Running the Ansible playbook
Below is a capture of how the whole provisioning looks on my computer, plus a few quick inspection of the two running containers:
Race results dashboard in action
The whole vide of the Grafana instance, freshly created is here:
Conclusion
- There are other visualization tools out there, I like Grafana because is Open Source, workflow is easy to understand and the results are good but feel free to try anything else with your data.

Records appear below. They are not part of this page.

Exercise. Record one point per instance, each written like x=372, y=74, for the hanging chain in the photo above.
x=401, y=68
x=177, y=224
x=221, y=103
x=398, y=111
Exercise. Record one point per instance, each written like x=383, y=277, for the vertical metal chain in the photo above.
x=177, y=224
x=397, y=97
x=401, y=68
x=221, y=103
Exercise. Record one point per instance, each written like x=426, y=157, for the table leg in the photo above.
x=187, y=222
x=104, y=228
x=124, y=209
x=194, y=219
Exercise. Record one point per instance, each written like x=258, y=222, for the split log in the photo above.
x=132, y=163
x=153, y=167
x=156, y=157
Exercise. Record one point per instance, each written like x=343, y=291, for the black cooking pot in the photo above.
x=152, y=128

- You don’t need a database to be able to manage your running data. A simple CSV or JSON file can be used for that purpose, but you can always make your datastore more sophisticated.
- Grafana ecosystem has other tools out there that can help you manage your datasources as code, allowing you to automate even more your process. In particular I like grafyaml as is well documented and mature.
- If you need to perform more complex tasks while provisioning your Grafana instances with Ansible, you may want to explore the ansible-grafana project. It uses Grafana REST API to perform very complex provisioning tasks with ease (keep in mind the project seems to be stale).
- Finally, support your non-profit local racing club. For example NYRR promotes youth running and over the years have helped to build community relationships not just New York state but with people from all over the world. If you like running, please consider participating in their organized races, donating or volunteering.